AVB pays for drinking from poisoned chalice
Owner Roman Abramovich's experiment to bring in an upcoming manager rather than the established names he had employed in the past failed for the same reason that proved the undoing of the Russian's other six appointments.
Trophies are the currency the West London club deal in and with Chelsea way off the Premier League pace in fifth and facing an imminent Champions League exit, the sacking many had forecast finally happened following a seventh league defeat on Saturday.
"When you come to Chelsea, you know one thing that you need [is] to bring results and show that the team is going the right way," Avram Grant, dismissed by Chelsea in 2008 after taking them to the Champions League final, told Sky Sports News.
"It's all about results... the results were not so good and the football was not so good - I [would] always like that there [was] more patience but we could expect this, no?"
When he was appointed last June, Villas-Boas was tasked with bringing "greater successes in major domestic and European competitions" to the club, who showed him the door saying "the results and performances of the team have not been good enough".
With an earnest expression and ability to articulate his thoughts in a second language better than his peers sometimes manage in their native tongue, the intelligence of the man known as "AVB" was never in doubt even if his authority was.
At 34 years old, the Portuguese was the youngest man managing in England's top flight and reports of rifts with Stamford Bridge's senior players who are around the same age as him have circulated for months.

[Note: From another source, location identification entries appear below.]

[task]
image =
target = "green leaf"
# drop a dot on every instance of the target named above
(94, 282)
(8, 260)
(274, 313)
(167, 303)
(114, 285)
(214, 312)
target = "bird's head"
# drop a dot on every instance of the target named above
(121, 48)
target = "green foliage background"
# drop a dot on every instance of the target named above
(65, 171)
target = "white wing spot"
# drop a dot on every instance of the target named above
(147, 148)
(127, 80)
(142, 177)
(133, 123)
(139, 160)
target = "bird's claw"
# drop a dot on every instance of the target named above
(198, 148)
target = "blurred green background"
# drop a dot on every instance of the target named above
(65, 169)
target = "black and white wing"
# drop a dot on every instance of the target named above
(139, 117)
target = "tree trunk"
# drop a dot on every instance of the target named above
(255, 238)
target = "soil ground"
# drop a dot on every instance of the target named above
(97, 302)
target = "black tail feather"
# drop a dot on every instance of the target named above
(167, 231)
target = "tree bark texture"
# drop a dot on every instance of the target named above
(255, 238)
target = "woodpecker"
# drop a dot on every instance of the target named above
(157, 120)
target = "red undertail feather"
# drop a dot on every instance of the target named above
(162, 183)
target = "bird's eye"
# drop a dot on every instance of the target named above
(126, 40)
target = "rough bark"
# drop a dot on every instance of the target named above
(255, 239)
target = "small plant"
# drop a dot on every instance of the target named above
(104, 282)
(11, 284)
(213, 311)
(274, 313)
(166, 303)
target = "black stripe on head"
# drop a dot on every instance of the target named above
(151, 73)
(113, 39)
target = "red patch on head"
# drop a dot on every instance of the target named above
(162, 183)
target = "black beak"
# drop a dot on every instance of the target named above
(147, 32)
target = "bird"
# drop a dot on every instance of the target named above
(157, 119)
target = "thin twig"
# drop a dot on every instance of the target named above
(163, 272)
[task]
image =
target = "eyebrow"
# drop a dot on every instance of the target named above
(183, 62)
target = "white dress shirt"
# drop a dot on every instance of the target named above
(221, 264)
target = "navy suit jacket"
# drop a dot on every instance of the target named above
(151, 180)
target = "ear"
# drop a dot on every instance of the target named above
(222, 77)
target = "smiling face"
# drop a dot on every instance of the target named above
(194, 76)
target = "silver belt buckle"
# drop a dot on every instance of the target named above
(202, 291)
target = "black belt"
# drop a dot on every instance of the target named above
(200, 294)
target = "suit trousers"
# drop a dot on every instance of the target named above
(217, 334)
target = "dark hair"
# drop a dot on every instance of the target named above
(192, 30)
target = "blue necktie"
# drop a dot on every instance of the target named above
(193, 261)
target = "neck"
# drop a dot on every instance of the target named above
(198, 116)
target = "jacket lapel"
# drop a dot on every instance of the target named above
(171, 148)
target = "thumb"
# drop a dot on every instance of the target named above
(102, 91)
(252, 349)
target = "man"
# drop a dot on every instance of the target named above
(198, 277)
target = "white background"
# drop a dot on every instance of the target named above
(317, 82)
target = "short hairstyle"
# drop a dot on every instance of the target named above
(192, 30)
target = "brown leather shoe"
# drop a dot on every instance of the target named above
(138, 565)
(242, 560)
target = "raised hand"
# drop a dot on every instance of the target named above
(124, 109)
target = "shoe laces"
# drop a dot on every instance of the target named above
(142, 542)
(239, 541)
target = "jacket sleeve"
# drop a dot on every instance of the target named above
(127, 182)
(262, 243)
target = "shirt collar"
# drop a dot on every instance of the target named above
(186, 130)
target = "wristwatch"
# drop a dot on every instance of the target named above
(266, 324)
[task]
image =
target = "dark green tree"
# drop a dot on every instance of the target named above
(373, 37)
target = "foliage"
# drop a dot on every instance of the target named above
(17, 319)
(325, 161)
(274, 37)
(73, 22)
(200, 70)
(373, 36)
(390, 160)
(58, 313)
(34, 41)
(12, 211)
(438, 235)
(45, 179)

Midfielder Frank Lampard has described his relationship with the Portguese as having "not been ideal," while newspapers reported last month that several players had questioned their manager's tactics.
The surprising decision to leave the experienced trio of Lampard, Michael Essien and Ashley Cole on the bench for last month's 3-1 Champions League last-16 first-leg defeat at Napoli added further fuel to the speculation his days were numbered.

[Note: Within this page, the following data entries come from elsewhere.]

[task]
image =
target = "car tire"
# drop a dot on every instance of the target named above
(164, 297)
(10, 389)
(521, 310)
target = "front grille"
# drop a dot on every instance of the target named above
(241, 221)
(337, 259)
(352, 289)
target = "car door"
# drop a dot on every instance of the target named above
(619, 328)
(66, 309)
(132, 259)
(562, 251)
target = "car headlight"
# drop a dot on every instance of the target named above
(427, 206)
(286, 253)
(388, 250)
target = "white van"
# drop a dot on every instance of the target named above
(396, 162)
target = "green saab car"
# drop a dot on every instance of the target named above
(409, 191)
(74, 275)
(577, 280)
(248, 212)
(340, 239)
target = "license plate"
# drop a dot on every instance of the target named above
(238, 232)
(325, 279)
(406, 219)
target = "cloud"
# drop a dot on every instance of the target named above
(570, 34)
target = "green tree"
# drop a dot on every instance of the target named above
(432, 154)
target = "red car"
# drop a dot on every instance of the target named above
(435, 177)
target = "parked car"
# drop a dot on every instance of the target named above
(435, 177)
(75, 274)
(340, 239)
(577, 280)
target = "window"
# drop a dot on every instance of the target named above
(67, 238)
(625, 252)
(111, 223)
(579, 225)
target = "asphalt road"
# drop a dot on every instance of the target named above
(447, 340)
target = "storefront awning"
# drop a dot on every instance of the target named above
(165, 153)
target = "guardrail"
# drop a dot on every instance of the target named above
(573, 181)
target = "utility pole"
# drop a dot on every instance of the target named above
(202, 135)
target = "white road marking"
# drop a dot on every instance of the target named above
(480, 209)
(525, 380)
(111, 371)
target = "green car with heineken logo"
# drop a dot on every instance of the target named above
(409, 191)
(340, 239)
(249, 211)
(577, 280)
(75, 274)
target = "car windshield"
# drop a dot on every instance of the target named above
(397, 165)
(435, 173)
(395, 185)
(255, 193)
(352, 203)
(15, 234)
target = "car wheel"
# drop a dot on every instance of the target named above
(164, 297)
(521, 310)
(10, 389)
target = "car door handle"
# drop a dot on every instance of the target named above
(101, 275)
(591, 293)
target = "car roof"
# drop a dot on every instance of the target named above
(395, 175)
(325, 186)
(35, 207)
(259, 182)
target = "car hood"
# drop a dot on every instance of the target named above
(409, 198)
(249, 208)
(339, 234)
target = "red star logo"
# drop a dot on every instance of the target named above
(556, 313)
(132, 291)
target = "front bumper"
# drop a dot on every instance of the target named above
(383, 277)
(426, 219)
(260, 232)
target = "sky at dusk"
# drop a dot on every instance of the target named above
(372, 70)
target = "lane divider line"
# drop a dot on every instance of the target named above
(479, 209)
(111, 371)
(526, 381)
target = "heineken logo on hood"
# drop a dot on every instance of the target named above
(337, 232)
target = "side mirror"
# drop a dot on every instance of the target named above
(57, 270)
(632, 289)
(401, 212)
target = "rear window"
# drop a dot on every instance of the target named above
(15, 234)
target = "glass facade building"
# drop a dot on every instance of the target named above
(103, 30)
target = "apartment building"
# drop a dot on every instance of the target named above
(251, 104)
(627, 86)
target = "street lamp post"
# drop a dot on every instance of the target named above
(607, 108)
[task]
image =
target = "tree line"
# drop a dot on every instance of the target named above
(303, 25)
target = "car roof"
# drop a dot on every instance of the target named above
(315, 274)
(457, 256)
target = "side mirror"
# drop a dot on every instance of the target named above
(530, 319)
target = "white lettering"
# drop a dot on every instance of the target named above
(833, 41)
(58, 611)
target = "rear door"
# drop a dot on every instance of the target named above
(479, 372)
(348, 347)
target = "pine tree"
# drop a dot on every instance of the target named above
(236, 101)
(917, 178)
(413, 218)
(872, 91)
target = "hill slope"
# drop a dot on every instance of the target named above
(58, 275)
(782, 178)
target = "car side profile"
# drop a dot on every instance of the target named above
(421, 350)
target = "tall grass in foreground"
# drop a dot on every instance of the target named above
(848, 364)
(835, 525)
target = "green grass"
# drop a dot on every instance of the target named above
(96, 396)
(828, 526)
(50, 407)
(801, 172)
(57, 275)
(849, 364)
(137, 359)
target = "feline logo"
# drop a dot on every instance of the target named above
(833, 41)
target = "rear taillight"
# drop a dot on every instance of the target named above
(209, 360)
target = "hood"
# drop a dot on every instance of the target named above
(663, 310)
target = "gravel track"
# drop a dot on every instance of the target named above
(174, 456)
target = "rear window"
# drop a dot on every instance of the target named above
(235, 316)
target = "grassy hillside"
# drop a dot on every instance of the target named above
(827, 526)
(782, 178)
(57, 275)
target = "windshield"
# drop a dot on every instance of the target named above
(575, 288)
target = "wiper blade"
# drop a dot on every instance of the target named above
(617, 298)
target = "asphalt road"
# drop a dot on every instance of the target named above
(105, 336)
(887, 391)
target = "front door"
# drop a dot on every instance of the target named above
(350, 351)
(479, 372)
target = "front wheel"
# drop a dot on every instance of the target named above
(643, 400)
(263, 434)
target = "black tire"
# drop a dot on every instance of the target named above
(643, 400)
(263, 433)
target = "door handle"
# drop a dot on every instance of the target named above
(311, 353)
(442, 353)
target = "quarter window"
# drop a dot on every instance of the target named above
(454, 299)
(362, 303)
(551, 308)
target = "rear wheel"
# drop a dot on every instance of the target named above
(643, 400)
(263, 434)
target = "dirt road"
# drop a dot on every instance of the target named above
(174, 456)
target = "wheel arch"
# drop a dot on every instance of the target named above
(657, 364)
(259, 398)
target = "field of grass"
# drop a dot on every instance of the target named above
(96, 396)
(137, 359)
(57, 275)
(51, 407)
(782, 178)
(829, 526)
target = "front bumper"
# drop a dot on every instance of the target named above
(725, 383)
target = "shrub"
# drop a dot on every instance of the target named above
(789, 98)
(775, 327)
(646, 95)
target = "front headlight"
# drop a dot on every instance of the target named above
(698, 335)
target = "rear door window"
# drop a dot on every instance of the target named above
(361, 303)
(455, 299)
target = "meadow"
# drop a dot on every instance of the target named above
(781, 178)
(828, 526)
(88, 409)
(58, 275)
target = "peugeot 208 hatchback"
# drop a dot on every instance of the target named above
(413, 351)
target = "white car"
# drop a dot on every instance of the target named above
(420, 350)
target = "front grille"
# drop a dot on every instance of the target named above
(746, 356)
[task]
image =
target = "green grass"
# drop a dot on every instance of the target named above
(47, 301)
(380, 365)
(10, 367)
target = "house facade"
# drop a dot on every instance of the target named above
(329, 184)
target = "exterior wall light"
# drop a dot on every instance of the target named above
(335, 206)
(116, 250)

When Abramovich spent several days at the club's training ground last month, the manager's future looked even more bleak especially when Villas-Boas declared he did not require the full backing of his squad, only the support of the owner.
That support has finally gone at a time when the 2010 Premier League champions are in danger of not even qualifying for next season's Champions League, the competition Abramovich is known to yearn for more than any other.
Chelsea have never failed to finish in the top four since the Russian billionaire bought the club in 2003 and have put former assistant Roberto di Matteo in charge on an interim basis to try to ensure that continues.
With Abramovich's European ambitions described as an "obsession" by Manchester United manager Sir Alex Ferguson, the Chelsea job was seen by many as something of a poisoned chalice when Villas-Boas took over.